Tramways decrease time, cost, and environmental impact of urban transport, while requiring multimodal intersections where trams arriving with nominal periodic timetables may have right of way over road vehicles. Quantitative evaluation of stochastic models enables early exploration and online adaptation of design choices, identifying operational parameters that mitigate impact on road transport performance.
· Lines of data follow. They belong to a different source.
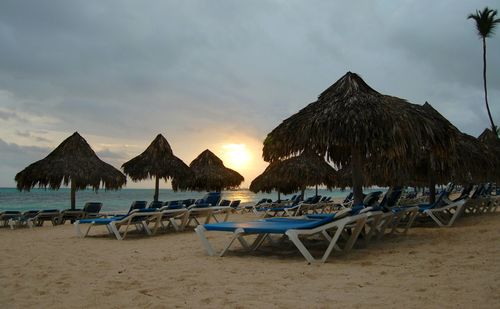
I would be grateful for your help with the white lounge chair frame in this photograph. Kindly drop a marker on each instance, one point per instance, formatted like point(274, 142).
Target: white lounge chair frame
point(446, 215)
point(114, 226)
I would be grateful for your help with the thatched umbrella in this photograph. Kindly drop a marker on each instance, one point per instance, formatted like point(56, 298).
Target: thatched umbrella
point(210, 174)
point(158, 161)
point(471, 162)
point(294, 174)
point(352, 123)
point(71, 162)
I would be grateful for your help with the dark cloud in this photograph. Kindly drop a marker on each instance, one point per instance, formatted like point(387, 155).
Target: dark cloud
point(32, 136)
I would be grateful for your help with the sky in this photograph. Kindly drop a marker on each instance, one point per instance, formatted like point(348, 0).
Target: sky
point(222, 74)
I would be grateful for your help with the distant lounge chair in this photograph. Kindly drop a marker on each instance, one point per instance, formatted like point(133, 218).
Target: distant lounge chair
point(235, 204)
point(296, 230)
point(137, 217)
point(33, 218)
point(207, 208)
point(175, 216)
point(90, 210)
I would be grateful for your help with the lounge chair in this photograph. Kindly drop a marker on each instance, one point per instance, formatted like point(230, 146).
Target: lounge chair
point(235, 204)
point(137, 217)
point(296, 230)
point(207, 208)
point(175, 216)
point(90, 210)
point(156, 204)
point(254, 208)
point(35, 218)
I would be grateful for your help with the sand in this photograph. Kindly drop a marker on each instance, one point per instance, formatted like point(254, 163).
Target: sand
point(49, 267)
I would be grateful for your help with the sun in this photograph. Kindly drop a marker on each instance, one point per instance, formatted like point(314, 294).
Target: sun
point(236, 156)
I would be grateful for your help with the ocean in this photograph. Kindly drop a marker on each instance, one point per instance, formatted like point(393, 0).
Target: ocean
point(38, 199)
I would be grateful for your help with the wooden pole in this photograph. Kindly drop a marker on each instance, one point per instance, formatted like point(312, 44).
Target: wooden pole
point(73, 194)
point(157, 188)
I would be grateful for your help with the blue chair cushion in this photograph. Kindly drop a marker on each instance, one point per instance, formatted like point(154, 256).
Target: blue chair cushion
point(271, 227)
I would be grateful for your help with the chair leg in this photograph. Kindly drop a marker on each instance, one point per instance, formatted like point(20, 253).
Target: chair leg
point(115, 231)
point(294, 238)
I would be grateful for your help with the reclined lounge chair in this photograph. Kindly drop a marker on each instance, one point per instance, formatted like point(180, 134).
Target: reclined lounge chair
point(137, 217)
point(33, 218)
point(90, 210)
point(5, 216)
point(331, 228)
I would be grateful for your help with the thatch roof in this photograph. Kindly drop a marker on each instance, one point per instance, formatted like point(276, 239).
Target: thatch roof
point(350, 113)
point(72, 161)
point(294, 174)
point(471, 163)
point(158, 160)
point(210, 174)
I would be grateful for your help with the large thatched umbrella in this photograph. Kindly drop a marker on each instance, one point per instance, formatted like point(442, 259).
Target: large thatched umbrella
point(352, 123)
point(210, 174)
point(71, 162)
point(157, 161)
point(294, 174)
point(471, 163)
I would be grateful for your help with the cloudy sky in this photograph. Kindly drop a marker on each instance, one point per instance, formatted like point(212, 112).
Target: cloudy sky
point(221, 74)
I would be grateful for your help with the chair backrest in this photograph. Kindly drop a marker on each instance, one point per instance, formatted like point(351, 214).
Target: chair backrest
point(138, 205)
point(235, 204)
point(30, 213)
point(371, 198)
point(391, 197)
point(92, 207)
point(156, 204)
point(488, 188)
point(466, 190)
point(211, 198)
point(313, 199)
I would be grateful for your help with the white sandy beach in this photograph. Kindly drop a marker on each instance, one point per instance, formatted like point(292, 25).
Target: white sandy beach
point(49, 267)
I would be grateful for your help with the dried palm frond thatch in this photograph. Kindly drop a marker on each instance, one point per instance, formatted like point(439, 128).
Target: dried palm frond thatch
point(157, 161)
point(210, 174)
point(73, 161)
point(471, 163)
point(294, 174)
point(352, 123)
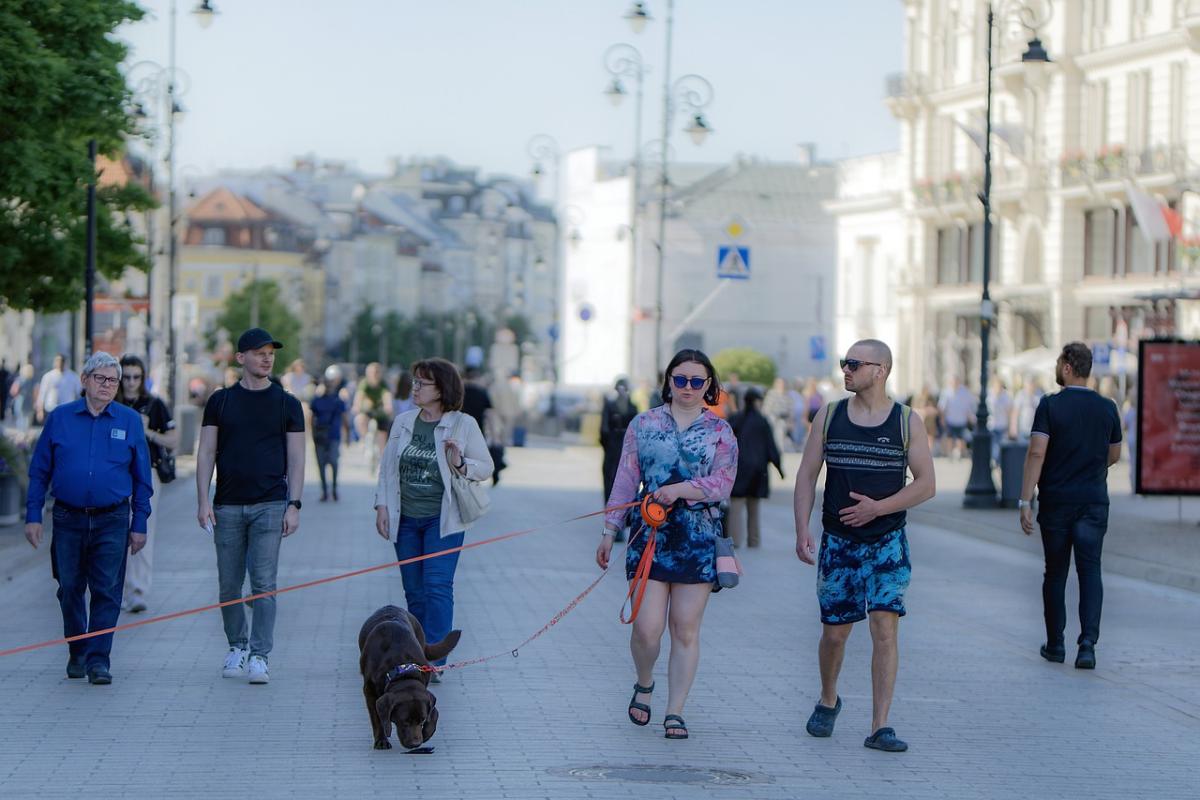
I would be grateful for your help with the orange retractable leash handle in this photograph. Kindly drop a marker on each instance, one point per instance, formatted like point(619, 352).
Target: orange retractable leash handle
point(654, 513)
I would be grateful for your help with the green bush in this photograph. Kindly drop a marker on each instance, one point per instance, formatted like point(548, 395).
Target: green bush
point(750, 366)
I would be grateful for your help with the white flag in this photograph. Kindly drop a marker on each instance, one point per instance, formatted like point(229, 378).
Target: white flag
point(1149, 214)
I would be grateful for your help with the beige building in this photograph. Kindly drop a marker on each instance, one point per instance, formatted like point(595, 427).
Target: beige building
point(1114, 116)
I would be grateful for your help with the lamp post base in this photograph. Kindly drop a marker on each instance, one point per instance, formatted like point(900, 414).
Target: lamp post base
point(981, 491)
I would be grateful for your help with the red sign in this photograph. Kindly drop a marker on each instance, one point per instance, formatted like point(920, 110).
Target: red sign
point(1169, 417)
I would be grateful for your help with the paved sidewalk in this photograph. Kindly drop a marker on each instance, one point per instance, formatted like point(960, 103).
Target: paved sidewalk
point(984, 715)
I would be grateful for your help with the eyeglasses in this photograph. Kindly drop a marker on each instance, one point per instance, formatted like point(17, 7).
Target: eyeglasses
point(683, 380)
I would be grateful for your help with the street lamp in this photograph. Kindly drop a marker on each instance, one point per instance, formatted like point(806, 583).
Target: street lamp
point(165, 83)
point(625, 61)
point(544, 148)
point(690, 95)
point(981, 492)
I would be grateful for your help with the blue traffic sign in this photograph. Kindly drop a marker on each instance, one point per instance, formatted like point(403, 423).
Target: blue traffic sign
point(733, 263)
point(816, 348)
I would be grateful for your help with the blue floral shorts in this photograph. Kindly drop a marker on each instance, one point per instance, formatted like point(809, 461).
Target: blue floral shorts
point(855, 578)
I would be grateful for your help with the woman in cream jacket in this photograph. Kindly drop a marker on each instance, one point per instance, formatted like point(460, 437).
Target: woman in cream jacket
point(414, 506)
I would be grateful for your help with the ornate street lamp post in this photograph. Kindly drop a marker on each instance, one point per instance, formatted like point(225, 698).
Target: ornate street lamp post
point(981, 492)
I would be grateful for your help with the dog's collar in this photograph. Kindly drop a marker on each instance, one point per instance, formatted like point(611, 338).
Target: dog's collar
point(400, 671)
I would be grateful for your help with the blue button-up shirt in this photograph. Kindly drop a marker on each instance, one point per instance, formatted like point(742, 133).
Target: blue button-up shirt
point(91, 461)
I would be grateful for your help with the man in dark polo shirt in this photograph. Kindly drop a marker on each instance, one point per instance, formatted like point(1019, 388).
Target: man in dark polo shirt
point(253, 434)
point(93, 453)
point(1077, 437)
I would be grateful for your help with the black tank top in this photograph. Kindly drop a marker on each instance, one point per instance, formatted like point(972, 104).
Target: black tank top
point(865, 461)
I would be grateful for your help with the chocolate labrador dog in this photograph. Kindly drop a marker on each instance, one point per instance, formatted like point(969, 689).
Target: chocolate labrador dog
point(390, 641)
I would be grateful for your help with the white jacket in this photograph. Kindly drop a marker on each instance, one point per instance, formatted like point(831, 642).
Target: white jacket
point(474, 450)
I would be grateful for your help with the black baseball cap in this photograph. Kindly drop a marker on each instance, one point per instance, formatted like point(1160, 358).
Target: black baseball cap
point(255, 338)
We present an efficient analytical approach for offline scheduling of traffic signals at multimodal intersections among road traffic flows and tram lines with right of way, minimizing the maximum expected percentage of queued vehicles of each flow with respect to sequence and duration of phases. To this end, we compute the expected queue size over time of each vehicle flow through a compositional approach, decoupling analyses of tram and road traffic. On the one hand, we define microscopic models of tram traffic, capturing periodic tram departures, bounded delays, and travel times with general (i.e., non-Exponential) distribution with bounded support, open to represent arrival and travel processes estimated from operational data. On the other hand, we define macroscopic models of road transport flows as finite-capacity vacation queues, with general vacation times determined by the transient probability that the intersection is available for vehicles, efficiently evaluating the exact expected queue size over time. We show that the distribution of the expected queue size of each flow at multiples of the hyperperiod, resulting from temporization of nominal tram arrivals and vehicle traffic signals, reaches a steady state within few hyper-periods. Therefore, transient analysis starting from this steady-state distribution and lasting for the hyper-period duration turns out to be sufficient to characterize road transport behavior over time intervals of arbitrary duration.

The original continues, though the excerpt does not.